Vanity Fair, July 1934, pp.28-29 illustrated

E.Yakovleva and E.Kamenskaya (ed.) Vasily Shukhaev: iskusstvo, sud'ba, nasledie. Kollektivnaya monografiya, Moscow: BuksMArt, 2020, p.198 illustrated

In 1929 as the Wall Street Stock Market crashed, Condé Nast employed a new Russian-born art director, Mehmed Fehmy Agha, to oversee the design of both Vogue and Vanity Fair. Born to Turkish Cypriot parents in Nikolayev on the Black Sea, Agha had studied at the Kiev Academy of Fine Arts before emigrating to Paris in 1917. He moved in artistic circles in both Paris and later Berlin (where he was art director of Vogue Berlin before it folded) and was well-versed in the European avant-garde. At Condé Nast he would go on to revolutionise magazine design, introducing then-radical innovations such as sans-serif text, full-bleed images, double-page spreads and the commissioning of full-colour illustrations from artists, many of whom he had met in Europe, such as Paolo Garretto, Constantin Alajalov and Vasily Shukhaev. In the early 1930s Shukhaev produced a number of caricatures for Vanity Fair of cultural and political figures such as Maxim Gorky, George Bernhard Shaw and Stalin.
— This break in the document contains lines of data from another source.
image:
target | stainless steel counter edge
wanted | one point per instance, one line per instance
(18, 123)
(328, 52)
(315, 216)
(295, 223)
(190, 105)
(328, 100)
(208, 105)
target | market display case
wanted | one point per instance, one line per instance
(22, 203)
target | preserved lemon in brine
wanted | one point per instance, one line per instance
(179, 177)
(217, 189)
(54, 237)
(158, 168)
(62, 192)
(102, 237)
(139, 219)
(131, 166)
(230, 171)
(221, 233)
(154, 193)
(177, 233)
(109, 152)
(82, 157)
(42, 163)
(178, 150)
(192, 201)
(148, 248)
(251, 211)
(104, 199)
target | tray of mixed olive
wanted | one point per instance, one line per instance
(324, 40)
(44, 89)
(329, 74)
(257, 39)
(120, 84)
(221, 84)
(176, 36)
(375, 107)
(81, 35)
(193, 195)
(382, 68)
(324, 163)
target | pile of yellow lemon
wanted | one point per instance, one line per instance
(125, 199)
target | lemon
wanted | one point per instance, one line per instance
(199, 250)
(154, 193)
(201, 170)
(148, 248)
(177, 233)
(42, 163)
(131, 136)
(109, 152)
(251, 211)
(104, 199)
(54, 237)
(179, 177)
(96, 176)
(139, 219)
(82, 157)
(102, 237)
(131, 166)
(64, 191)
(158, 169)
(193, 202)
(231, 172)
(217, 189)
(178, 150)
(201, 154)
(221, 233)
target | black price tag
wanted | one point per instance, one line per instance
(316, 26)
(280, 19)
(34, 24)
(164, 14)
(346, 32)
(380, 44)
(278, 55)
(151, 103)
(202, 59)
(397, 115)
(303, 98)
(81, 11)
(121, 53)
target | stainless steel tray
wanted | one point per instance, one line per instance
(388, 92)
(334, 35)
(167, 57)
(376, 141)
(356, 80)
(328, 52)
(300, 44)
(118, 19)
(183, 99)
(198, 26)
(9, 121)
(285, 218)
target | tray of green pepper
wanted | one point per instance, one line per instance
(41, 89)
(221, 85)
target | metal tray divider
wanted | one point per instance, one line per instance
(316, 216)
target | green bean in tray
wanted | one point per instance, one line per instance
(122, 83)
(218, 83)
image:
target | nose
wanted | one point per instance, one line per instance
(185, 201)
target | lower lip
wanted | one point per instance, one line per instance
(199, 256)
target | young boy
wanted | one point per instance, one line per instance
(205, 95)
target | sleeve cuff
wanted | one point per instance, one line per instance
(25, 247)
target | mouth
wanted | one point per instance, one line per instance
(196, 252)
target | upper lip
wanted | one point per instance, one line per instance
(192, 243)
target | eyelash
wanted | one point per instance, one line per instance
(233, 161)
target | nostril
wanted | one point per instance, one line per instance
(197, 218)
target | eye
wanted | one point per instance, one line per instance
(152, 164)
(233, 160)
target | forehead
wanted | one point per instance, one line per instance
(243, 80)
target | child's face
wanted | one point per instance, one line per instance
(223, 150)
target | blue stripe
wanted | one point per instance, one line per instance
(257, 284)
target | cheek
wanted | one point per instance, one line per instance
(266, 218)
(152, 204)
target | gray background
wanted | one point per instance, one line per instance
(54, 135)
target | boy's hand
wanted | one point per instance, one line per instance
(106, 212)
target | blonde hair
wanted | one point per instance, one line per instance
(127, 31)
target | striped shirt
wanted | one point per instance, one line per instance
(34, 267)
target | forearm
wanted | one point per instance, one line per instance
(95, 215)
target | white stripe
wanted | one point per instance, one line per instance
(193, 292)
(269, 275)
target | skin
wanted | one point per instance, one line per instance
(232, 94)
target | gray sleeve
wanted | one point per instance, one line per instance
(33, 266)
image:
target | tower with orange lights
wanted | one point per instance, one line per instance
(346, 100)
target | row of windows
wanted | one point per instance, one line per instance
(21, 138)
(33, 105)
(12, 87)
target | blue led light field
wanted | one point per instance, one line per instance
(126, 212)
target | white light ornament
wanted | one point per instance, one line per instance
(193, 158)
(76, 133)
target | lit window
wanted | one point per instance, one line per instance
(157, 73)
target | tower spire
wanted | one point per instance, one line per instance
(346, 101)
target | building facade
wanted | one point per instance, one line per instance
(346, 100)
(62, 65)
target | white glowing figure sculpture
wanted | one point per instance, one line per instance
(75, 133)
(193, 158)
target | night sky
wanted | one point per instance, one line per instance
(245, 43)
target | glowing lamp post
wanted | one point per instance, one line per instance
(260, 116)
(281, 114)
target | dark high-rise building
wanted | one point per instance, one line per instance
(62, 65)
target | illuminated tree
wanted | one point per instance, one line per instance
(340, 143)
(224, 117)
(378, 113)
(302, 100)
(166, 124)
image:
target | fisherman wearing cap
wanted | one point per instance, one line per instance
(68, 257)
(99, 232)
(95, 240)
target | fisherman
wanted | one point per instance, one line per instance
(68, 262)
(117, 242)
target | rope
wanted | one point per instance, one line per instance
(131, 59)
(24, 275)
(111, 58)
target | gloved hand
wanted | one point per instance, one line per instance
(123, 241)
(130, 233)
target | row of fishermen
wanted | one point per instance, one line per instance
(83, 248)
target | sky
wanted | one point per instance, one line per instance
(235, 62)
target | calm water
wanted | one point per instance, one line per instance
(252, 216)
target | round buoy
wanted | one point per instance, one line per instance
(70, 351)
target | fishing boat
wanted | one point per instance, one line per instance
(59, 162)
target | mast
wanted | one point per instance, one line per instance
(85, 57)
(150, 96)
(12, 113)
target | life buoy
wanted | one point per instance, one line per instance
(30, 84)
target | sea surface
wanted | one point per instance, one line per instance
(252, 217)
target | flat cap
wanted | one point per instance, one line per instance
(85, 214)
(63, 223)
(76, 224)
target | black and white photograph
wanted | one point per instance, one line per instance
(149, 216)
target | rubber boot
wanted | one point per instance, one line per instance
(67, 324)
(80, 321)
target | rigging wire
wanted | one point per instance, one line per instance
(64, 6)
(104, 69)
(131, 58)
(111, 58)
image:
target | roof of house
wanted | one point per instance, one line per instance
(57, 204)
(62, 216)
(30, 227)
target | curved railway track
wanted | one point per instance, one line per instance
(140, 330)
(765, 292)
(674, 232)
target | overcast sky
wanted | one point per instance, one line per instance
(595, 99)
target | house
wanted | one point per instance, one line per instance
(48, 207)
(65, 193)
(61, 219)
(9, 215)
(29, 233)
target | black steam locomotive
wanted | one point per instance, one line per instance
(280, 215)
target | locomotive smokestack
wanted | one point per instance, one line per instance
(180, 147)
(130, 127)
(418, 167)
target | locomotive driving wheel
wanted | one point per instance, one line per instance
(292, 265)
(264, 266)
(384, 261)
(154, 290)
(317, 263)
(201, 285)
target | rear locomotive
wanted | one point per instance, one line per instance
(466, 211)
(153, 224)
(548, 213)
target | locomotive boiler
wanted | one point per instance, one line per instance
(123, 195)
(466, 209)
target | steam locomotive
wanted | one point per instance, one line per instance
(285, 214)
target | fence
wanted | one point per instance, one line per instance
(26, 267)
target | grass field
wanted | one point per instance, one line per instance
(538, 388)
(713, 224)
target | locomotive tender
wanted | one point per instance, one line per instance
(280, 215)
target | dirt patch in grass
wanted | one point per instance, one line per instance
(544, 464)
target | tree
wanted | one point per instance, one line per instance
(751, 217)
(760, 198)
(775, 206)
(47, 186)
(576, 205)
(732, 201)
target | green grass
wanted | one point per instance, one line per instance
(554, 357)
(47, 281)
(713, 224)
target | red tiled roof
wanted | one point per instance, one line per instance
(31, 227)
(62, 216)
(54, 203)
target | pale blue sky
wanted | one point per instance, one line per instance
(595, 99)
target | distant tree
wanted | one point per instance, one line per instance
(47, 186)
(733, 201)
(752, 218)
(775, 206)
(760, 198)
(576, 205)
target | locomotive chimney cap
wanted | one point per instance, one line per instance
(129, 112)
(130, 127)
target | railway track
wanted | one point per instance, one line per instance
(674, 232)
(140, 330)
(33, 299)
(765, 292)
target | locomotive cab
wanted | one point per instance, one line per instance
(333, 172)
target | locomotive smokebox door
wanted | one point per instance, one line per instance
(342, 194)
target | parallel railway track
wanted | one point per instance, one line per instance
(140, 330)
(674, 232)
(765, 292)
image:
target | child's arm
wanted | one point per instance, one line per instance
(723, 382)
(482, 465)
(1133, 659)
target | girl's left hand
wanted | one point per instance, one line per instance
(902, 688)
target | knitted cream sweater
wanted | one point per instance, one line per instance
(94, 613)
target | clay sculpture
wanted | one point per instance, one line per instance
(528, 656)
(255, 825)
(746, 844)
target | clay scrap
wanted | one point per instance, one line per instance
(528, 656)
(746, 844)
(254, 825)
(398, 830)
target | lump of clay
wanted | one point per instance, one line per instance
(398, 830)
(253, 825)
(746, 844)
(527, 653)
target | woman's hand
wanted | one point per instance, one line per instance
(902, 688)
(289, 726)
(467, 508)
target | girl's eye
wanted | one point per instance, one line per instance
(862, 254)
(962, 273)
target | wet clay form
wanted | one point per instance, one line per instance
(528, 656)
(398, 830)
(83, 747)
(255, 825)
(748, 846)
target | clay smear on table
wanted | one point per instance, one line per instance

This group caricature of a motley crew of twenty-one monarchs who had survived the events of the first two decades of the 20th century was published full-bleed on a double-page spread as part of a typically waspish feature ‘Presenting a few personal idiosyncrasies of the regal galaxy’. The 'regal galaxy' included Kings George V of England and Gustav V of Sweden and Emperors Haile Selassie of Abyssinia and Hiroshito of Japan. Of those depicted many would later abdicate, some would be deposed and all were ripe candidates for Shukhaev’s lightly mocking brush.